Pfizer will ship directly, while the CDC will distribute the other drugs. Those shipments will go to the registered vaccine providers, like the ones that Mitschke is currently working to sign up. According to Van Deusen, those can be hospitals, doctor’s offices, pharmacies, nursing homes, assisted living facilities, rural health clinics or correctional facilities.
DSHS has so far enrolled 3,100 providers in 217 counties, “but certainly there’s still time” for others to get registered, according to Van Deusen. “We want to make sure the state’s covered geographically and in all different types of communities.”
Still, Van Deusen stressed that vaccines aren’t going to be widely available yet. “It’s going to be down the road for most people. Hopefully we’ll start to see some doses this year for frontline health workers. Manufacturing will ramp up and we’ll move out from there into the population.”
Judge Guevara said officials have estimated the drug will not reach the general public “until spring or maybe even the summer.”
Even after the vaccine becomes widely available, some, like Presidio EMS Director Malynda Richardson, are hesitant to talk about a return to normal. “Even if we get the vaccine, it doesn’t mean COVID is over,” she said. “For a vaccine to be effective and work, you have to have a significant percentage of the population who takes that vaccine.”
Aside from her estimate that the Big Bend region is “down the line of priorities,” below larger metropolitan areas, Richardson said the Big Bend has “people who are hesitant to take a vaccine, especially this one.” Despite that, Richardson said, “If I have a doctor telling me it would be a good thing to take this vaccine, I’d do it.” Richardson listed her own personal pre-existing conditions, age and the risk of exposure that comes from working in EMS as reasons to take the vaccine.
Some of the vaccines that are likely to hit the market, like Pfizer’s and Moderna’s, also require two dosages, meaning someone would get the first shot, wait a period of time, get a second shot and then wait additional weeks for the vaccine to be fully effective. If not followed through on, some may enter the general population feeling safe, but not actually experience the effects of the drug.

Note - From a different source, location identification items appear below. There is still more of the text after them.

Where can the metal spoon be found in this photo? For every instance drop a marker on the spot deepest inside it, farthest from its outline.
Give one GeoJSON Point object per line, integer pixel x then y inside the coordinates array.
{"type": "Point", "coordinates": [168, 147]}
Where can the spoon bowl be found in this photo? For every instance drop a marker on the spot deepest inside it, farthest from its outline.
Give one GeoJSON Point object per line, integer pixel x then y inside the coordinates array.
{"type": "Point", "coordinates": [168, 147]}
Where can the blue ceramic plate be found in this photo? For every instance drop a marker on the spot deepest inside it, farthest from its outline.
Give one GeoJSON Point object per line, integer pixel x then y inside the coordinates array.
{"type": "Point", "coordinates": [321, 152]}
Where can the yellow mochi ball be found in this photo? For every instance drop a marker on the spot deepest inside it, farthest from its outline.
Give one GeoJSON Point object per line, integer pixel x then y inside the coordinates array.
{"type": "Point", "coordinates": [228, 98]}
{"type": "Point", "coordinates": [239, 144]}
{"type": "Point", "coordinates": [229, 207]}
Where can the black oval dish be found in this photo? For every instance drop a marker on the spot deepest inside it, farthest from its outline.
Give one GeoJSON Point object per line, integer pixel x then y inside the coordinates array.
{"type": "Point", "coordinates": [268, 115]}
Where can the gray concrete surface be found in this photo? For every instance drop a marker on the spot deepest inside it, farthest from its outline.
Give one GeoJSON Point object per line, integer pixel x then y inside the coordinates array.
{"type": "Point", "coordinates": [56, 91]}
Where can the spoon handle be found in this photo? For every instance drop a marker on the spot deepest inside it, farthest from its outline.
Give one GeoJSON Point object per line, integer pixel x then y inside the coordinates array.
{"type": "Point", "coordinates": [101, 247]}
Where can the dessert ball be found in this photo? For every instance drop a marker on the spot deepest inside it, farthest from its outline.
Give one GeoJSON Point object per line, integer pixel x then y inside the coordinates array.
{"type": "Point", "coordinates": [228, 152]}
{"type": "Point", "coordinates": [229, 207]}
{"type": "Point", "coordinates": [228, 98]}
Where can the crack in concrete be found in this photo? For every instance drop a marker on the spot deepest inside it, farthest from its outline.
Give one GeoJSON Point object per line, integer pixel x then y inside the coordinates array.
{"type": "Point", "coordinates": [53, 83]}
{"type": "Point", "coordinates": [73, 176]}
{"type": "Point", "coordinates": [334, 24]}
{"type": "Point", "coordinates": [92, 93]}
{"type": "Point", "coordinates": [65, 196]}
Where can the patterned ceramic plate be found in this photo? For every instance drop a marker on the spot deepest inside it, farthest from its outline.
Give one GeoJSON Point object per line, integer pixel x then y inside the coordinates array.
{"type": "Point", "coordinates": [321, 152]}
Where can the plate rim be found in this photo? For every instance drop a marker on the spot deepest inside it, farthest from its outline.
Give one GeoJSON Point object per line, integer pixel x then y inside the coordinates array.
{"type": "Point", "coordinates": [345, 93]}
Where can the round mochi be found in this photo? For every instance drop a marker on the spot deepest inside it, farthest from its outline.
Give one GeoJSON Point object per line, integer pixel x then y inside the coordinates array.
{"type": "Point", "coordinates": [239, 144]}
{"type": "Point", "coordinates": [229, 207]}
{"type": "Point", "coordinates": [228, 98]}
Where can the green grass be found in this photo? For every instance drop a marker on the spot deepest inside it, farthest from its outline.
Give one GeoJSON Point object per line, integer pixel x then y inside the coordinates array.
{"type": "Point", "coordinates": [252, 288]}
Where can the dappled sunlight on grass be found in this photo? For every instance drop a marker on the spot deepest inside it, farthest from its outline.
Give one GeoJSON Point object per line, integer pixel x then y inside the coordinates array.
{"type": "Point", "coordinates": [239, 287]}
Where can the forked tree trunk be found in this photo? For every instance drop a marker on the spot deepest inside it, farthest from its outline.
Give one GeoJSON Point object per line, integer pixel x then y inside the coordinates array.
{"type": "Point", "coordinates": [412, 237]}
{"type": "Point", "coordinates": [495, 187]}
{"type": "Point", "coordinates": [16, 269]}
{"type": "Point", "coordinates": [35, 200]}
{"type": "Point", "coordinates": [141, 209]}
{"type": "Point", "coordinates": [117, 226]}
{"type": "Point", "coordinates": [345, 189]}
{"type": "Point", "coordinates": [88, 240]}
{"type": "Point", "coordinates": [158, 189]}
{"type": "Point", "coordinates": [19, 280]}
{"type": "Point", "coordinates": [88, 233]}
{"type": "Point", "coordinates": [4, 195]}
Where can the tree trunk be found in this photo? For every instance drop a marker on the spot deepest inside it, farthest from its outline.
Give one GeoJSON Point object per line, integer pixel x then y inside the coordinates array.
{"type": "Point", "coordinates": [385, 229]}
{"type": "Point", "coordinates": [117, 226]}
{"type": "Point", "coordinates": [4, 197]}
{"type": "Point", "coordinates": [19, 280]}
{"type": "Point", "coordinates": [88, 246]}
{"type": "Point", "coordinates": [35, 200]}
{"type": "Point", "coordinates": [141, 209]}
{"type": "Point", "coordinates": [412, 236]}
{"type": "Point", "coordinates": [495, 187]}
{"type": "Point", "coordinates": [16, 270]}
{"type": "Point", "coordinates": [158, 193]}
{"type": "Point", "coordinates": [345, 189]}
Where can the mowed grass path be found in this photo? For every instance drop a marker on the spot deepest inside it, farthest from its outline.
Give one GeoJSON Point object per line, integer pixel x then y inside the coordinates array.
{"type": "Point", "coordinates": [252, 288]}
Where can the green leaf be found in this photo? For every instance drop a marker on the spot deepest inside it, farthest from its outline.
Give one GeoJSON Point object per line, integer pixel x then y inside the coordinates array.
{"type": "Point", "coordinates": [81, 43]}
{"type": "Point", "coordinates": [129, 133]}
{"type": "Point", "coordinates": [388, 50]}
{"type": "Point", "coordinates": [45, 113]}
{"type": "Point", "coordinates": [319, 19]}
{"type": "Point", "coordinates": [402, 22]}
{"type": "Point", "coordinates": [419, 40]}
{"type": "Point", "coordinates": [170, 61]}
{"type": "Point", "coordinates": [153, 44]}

While the drug companies push forward to get vaccines to the market, DSHS’ Van Deusen warned that it will be “some months into the next year” before vaccines are available “at every doctor’s office and corner pharmacy.”
“We don’t get to say: ‘January 1, doses of the vaccine come out, boom we’re done with COVID.’ It doesn’t work that way,” Richardson said. “We really need to be prepared to continue taking precautions: wear the mask, social distance, protect the people around you.”